Le Congo-Brazzaville perd l’une de ses figures les plus expérimentées. Firmin Ayessa, ministre d’État chargé de la Fonction publique, du Travail et de la Sécurité sociale, s’est éteint le 17 février 2026 à Istanbul, en Turquie. Il avait 74 ans.
Un décès survenu loin du pays
Le ministre se trouvait en Turquie où il recevait des soins médicaux. Ces traitements n’auront pas suffi à le sauver. Il est décédé des suites d’une maladie, laissant derrière lui plusieurs décennies de service rendu à la nation congolaise.
La nouvelle plonge l’appareil d’État dans le deuil. Le président de l’Assemblée nationale, Pierre Ngolo, a salué la mémoire d’un homme d’État qu’il a décrit comme « d’une dimension exceptionnelle », rendant hommage à un parcours public peu commun.
Du journalisme aux couloirs du pouvoir
Avant la politique, il y eut l’écriture et l’information. Firmin Ayessa a d’abord embrassé le métier de journaliste, après des études de lettres à l’Université de Brazzaville, complétées par une formation en communication à l’Université de Bordeaux, en France.
Cette première vie professionnelle a façonné la suite. L’expérience acquise sur le terrain de l’information l’a progressivement conduit vers l’administration publique, où il a investi les secteurs de la communication et de l’information avant d’élargir son champ d’action.

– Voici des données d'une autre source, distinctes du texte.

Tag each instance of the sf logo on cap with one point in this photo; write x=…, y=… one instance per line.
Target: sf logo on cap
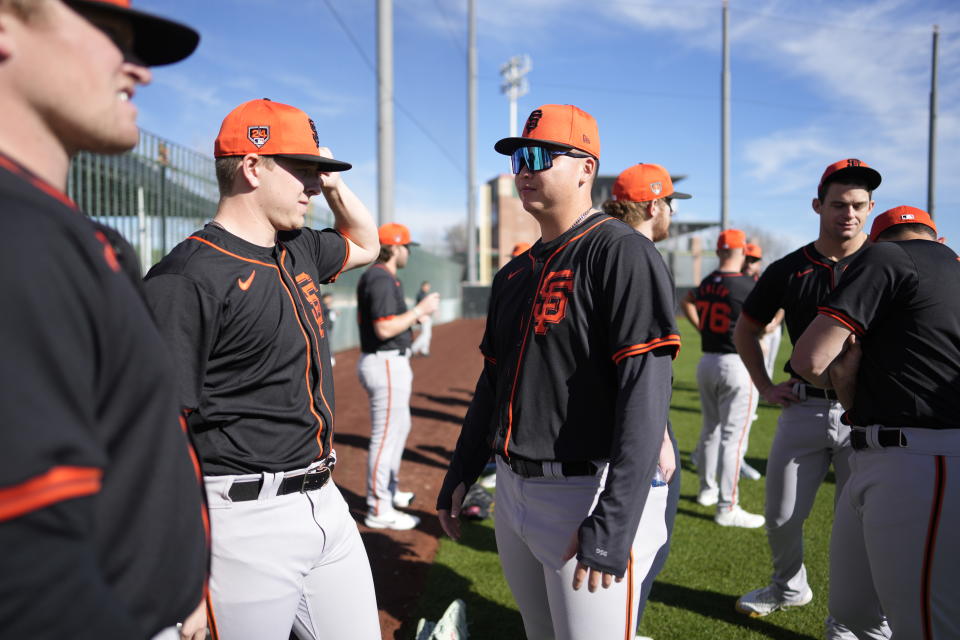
x=258, y=135
x=532, y=121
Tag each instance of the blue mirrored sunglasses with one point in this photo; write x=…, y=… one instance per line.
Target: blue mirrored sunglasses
x=538, y=158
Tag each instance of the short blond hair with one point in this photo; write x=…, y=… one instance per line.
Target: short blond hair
x=629, y=212
x=228, y=167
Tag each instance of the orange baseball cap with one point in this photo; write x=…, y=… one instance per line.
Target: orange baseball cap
x=560, y=125
x=272, y=129
x=850, y=168
x=156, y=40
x=900, y=215
x=519, y=248
x=643, y=183
x=393, y=233
x=731, y=239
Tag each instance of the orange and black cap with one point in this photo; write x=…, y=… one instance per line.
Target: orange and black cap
x=272, y=128
x=558, y=125
x=849, y=169
x=394, y=234
x=731, y=239
x=643, y=183
x=156, y=40
x=900, y=215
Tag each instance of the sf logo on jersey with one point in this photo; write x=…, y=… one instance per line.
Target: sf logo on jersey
x=551, y=306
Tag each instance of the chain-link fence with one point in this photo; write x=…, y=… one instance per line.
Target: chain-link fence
x=160, y=192
x=155, y=195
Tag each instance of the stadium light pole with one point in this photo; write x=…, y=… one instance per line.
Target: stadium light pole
x=725, y=123
x=515, y=84
x=385, y=131
x=932, y=143
x=471, y=141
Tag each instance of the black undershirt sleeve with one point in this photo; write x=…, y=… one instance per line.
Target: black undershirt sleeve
x=641, y=417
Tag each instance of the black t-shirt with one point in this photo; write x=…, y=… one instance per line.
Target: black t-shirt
x=380, y=297
x=101, y=507
x=245, y=327
x=719, y=300
x=796, y=283
x=902, y=300
x=578, y=345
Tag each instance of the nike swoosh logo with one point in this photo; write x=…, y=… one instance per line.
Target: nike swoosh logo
x=245, y=284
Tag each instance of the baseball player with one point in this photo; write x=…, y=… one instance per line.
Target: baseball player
x=573, y=397
x=421, y=345
x=891, y=327
x=384, y=370
x=809, y=436
x=726, y=392
x=101, y=515
x=239, y=305
x=635, y=193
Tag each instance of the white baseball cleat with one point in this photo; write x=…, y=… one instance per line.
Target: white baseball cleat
x=749, y=472
x=708, y=497
x=766, y=600
x=737, y=517
x=403, y=499
x=396, y=520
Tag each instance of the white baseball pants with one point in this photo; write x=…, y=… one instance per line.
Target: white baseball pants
x=727, y=401
x=894, y=546
x=288, y=562
x=388, y=379
x=536, y=518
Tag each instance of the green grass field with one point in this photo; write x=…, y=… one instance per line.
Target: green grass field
x=708, y=568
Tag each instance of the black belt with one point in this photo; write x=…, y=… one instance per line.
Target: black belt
x=313, y=479
x=817, y=392
x=534, y=469
x=885, y=438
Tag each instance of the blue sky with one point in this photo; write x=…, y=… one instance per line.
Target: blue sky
x=812, y=82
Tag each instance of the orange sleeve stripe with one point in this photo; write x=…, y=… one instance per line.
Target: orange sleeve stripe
x=56, y=485
x=842, y=319
x=672, y=340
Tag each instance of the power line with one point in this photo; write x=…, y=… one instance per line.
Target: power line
x=356, y=45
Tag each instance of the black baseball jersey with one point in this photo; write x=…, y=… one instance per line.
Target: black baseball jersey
x=578, y=345
x=796, y=283
x=719, y=300
x=380, y=297
x=101, y=506
x=245, y=326
x=902, y=300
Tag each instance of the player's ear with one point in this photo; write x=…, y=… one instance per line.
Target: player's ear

Directeur des programmes à Radio-Congo, il devient ensuite conseiller en communication à l’ambassade du Congo à Paris. Suivront les fonctions de directeur de cabinet du ministre de l’Information, des Postes et Télécommunications, puis de directeur général de l’agence congolaise d’information.
Un engagement ancien au sein du PCT
Son ascension administrative s’est doublée d’un solide ancrage partisan. Membre du Parti congolais du travail depuis 1984, il accède au Comité central en 1990, avant d’entrer au Bureau politique en 2006. Ce militantisme a nourri sa trajectoire dans l’État.
À la présidence de la République, il a occupé plusieurs postes de premier plan : conseiller en communication du chef de l’État, directeur du cabinet civil, puis directeur adjoint de cabinet chargé de la communication. Entre 2002 et 2007, il fut ministre d’État et directeur de cabinet présidentiel.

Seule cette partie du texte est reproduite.